As mentioned in the Introduction, the capacitive impedance of the patient’s head during TTFields treatment at 200 kHz ranges from 58.6 to 91.2 Ω. Fig. 3e shows the output voltage Vp for the LCLLC structure at capacitive impedances of 60, 75, and 90 Ω. It was observed that Vp increases as impedance rises in the LCLLC structure. Fig. 3e shows that voltage gain varies with different transformer inductances. Therefore, this study adjusts the transformer inductance to stabilize the output voltage while maintaining the LCLLC structure. For 60 Ω impedance, the transformer inductance is set to 5 μH to achieve an output voltage above 50.0 V. With proper transformer inductance adjustment, the output voltage remains stable (54.0 V) across different capacitive impedances without altering the structure.
Experimental Test on High Frequency AC Prototype
Fig. 4 shows high frequency AC prototype, consisting of full-bridge inverter and LCLLC resonant tank. The Transistor-Transistor Logic (TTL) trigger signal of switch was provided by the FPGA core board (EP4CE6F17C8, Altera Corporation).
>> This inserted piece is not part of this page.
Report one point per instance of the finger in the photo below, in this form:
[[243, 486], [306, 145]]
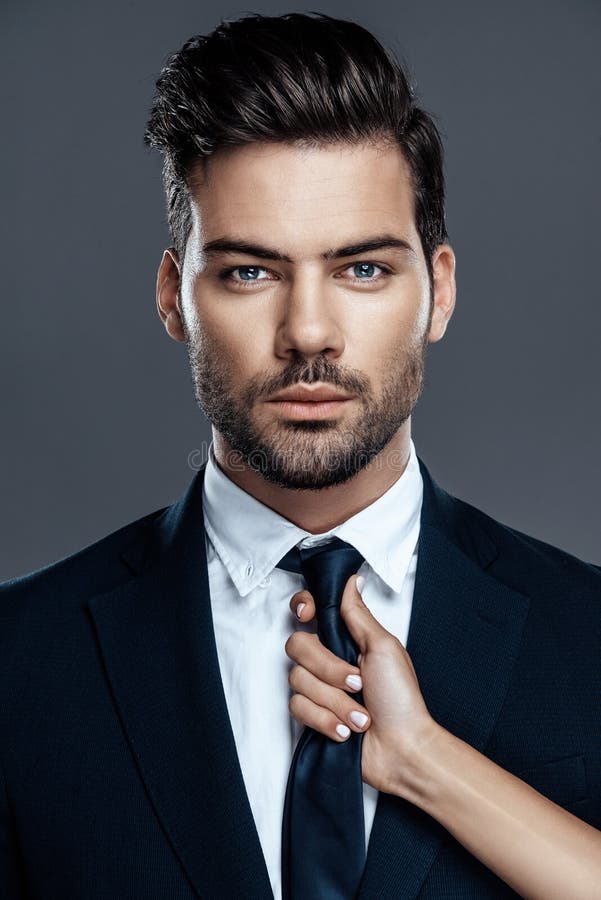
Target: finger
[[323, 720], [363, 626], [307, 650], [344, 707], [303, 606]]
The clock of 100 MHz was used to generate the TTL signals. Each MOSFET in a full-bridge inverter was driven by a driver circuit. In a driver circuit, the trigger signal was received by a high-speed optocoupler chip (HCPL-7710, AVAGO Corporation). Then, the signal was sent to a gate driver chip (IXDN609PI, IXYS Corporation), which boosted the TTL signal voltage to 15 V, then drove the MOSFET via some auxiliary circuits. In this study, a DC power supply employed four 3.7 V lithium batteries with a power output of 48 Wh. The on-time of each bridge arm is set to 2.16 μ s and the dead-time is set to 0.34 μ s. The proposed prototype is built to verify the theoretical analysis and simulation results. The detailed parameter selection is shown in Table 2. (In practical applications, there inevitably exist some discrepancies in the precision of the components).